Pemerintah membuktikan, pemerintah tidak akan meninggalkan petani berjuang sendirian menghadapi segala tantangan. Selama ini para petani  pula yang harus menanggung biaya yang paling besar sekaligus keuntungan paling kecil.

Meskipun demikian, disisi petani langkah dari pemerintah ini belumlah menjadi langkah solutif untuk menyelesaikan keterpurukan yang dialami oleh para petani. Hal ini terbukti dengan aksi penolakan yang dilakukan oleh para petani di sejumlah daerah.

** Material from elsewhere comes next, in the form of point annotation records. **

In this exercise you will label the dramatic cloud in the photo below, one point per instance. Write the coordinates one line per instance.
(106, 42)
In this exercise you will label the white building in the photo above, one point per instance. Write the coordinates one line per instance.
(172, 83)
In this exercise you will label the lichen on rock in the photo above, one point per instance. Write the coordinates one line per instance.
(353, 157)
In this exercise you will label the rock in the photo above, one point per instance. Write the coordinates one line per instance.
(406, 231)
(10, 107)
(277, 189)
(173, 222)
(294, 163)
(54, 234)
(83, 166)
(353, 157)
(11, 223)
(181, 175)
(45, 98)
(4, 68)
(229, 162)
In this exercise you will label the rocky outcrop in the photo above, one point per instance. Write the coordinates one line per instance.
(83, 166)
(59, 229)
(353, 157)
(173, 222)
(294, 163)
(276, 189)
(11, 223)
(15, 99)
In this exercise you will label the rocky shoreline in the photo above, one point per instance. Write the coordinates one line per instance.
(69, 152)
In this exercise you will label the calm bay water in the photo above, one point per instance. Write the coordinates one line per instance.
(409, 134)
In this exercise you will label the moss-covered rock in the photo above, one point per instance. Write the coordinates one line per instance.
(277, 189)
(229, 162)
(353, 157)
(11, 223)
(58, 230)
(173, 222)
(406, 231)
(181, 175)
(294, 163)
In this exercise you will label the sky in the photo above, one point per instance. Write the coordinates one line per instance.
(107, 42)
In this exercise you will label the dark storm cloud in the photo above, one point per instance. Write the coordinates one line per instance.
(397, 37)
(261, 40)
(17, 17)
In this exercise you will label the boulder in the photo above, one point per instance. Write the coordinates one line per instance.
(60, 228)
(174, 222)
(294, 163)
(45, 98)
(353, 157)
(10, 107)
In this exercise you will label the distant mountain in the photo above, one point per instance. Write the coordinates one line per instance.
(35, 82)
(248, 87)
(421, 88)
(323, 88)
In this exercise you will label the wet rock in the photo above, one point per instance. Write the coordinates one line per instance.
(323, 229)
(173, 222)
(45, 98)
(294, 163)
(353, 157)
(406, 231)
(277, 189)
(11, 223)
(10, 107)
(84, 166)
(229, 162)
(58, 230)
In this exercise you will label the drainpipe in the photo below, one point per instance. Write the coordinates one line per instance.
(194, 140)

Kali ini penolakan datang dari sejumlah petani Kabupaten Karawang. Petani menolak digulirkannya program kartu tani. Pasalnya, program tersebut tidak terasa oleh seluruh kalangan petani.

Wahyudin (39 tahun), petani asal Desa Karyamukti, Kecamatan Lemahabang, mengatakan, sasaran penerima kartu tani ini tidak merata. Karena, syarat untuk menerima kartu tani itu pekerjaan sebagai petaninya harus tertera dalam KTP. Sedangkan, banyak petani dan pemilik sawah yang mengisi kolom pekerjaan KTP-nya dengan sebutan lain.

“Dengan adanya kartu tani ini, mayoritas petani atau buruh tani di Karawang tak bisa menikmati pupuk bersubsidi,” ujarnya, Selasa (19/12).

Petani menilai agar pemerintah mengkaji lagi soal program kartu tani ini. Sebab, dengan pola seperti ini maka akan banyak petani yang cemburu sosial. Karena itu, progam kartu tani tak bisa dinikmati seluruh lapisan petani.

Wahyudin mengatakan, tujuan digulirkannya kartu tani ini salah satunya supaya subsidi pupuk tepat sasaran. Namun, dengan pola seperti ini justru mayoritas petani tak bisa menikmati subdisi tersebut.

Kalaupun soal subsidi pupuk ini jadi masalah bagi pemerintah, lanjutnya, sebaiknya subsidi tersebut dicabut saja. Sebagai gantinya, subsidi yang tadinya disalurkan melalui pupuk bisa dialihkan ke peningkatan HET gabah.

Asumsinya, jika HET gabah di atas Rp 3.700 per kilogram, maka petani bisa membeli pupuk dengan harga nonsubsidi. Tak hanya itu, jika harga gabah mahal, kesejahteraan petani bisa terdongkrak.

“Jangan seperti sekarang, pupuk disubsidi. Tapi, tak semua petani menikmatinya. Sedangkan sisi lain, HET murah. Idealnya HET itu di atas Rp 6.000 per kilogram GKP,” ujarnya.

Sementara itu, Kepala Dinas Pertanian Kabupaten Karawang, M Hanafi Chaniago, membenarkan bila tak semua petani di wilayahnya mendapatkan kartu tani. Sebab, berdasarkan hasil validasi data yang dilakukan Bank Mandiri sebagai pihak yang ditunjuk mengeluarkan kartu itu, ada 60 ribu petani yang menerima kartu sakti tersebut.

“Sedangkan jumlah petani di kita ada 125 ribu jiwa. Mayoritas, mereka tak kebagian kartu sakti tersebut,” ujarnya.